Keep what you do in your spare time to a few short lines towards the end. They don't want a total bore after all who does not participate in any clubs etc.

Overall though, it is great the way you have listed your good qualities and the life experiences you have. Just a few little amendments here and there and I think you will have a winner :)

Remember the person reading it will be reading several hundred others so make it short, sweet and to the point. You need to gain their attention with the first few lines.

Wish you lots of luck - you will be great I'm sure :)
Going by what I wrote for mine!
Excellent! A couple of suggestions:

Get rid of capital letters in words like art, cinemas, bowling, skating, photography, etc.
Went on a trip to Normandy, France.
...washing customers' hair...
"I have not really made any ambitions..." - change to "any firm plans" or something similar.

Best of luck in the future!
Hell no. If you make a list in writing a statement or essay, GAME OVER!!!

Anyway, I would suggest you run spell-check on that, there are many grammar errors.

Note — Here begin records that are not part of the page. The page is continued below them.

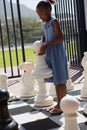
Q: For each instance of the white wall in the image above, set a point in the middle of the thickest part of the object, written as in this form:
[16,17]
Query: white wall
[85,5]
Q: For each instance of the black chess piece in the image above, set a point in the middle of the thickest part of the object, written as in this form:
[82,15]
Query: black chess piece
[6,121]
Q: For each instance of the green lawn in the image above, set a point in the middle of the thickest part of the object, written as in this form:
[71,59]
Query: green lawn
[29,54]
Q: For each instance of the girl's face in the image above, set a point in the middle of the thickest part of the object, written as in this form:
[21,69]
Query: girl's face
[44,14]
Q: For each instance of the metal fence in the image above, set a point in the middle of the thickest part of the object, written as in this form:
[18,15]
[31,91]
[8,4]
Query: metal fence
[67,14]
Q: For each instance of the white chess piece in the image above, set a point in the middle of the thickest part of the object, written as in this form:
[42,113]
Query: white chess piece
[84,64]
[4,84]
[69,106]
[27,88]
[85,109]
[4,81]
[40,72]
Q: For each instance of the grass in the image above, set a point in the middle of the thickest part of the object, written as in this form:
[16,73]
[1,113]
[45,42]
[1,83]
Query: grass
[29,55]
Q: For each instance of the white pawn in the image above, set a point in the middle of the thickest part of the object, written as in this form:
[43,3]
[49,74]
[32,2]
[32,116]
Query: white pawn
[69,106]
[4,84]
[85,109]
[27,82]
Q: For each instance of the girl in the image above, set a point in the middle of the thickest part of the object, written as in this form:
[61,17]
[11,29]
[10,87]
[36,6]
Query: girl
[55,53]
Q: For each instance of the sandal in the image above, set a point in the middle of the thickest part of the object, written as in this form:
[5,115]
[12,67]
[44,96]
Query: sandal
[54,110]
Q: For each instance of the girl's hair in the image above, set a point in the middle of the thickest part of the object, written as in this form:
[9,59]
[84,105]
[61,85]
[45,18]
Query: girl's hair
[46,4]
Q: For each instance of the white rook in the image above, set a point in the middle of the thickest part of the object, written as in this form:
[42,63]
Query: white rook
[40,72]
[69,106]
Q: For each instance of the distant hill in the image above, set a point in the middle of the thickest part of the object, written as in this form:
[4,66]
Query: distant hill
[25,11]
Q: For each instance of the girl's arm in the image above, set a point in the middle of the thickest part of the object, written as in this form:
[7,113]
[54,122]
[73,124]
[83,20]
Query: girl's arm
[58,33]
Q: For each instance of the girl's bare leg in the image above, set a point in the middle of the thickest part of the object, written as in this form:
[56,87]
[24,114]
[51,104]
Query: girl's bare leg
[60,92]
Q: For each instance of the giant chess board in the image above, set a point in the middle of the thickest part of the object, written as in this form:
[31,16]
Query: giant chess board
[30,117]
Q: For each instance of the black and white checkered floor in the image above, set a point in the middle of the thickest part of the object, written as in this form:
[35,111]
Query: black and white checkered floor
[30,117]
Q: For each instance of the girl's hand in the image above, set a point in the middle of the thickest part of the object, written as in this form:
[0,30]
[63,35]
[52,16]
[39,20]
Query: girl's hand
[42,50]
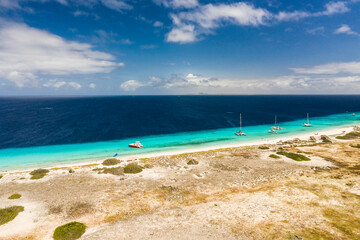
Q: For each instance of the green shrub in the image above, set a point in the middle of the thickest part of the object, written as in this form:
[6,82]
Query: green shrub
[263,147]
[39,173]
[69,231]
[132,168]
[15,196]
[192,162]
[294,156]
[349,136]
[8,214]
[111,161]
[114,171]
[274,156]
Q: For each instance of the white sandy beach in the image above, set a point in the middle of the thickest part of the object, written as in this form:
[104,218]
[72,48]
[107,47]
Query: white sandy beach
[305,136]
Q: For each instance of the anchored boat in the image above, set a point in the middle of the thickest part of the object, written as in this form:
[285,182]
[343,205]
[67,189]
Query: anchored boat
[240,132]
[276,127]
[307,124]
[137,144]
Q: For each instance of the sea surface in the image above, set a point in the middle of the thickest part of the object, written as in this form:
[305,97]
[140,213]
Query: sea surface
[41,132]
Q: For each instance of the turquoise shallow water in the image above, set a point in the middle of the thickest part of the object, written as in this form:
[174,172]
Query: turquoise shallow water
[47,156]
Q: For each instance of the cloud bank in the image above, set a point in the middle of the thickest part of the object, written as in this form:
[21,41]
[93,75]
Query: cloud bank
[190,25]
[27,53]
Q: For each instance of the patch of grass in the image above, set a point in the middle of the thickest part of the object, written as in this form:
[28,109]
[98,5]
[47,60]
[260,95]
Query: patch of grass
[349,136]
[15,196]
[355,167]
[346,223]
[79,209]
[8,214]
[111,161]
[263,147]
[69,231]
[132,168]
[39,173]
[294,156]
[192,162]
[118,171]
[55,209]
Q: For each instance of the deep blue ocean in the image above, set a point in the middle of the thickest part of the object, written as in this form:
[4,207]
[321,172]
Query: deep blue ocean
[38,125]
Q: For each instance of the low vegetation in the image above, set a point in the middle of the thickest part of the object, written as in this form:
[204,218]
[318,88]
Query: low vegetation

Looking at your usage of "favourite" and that you took a "little" trip to France, am I correct in assuming you're British?

Also, in the personal interests paragraph, do not capitalize anything, and it's "pastime". Especially if your said "biggest strength was probably creative writing/writing to describe as this Is the area that I do better In", don't make any mistake in grammar or things like that, I see multiple errors in that sentence alone.

Also in formatting, use justify to make the statement look nice.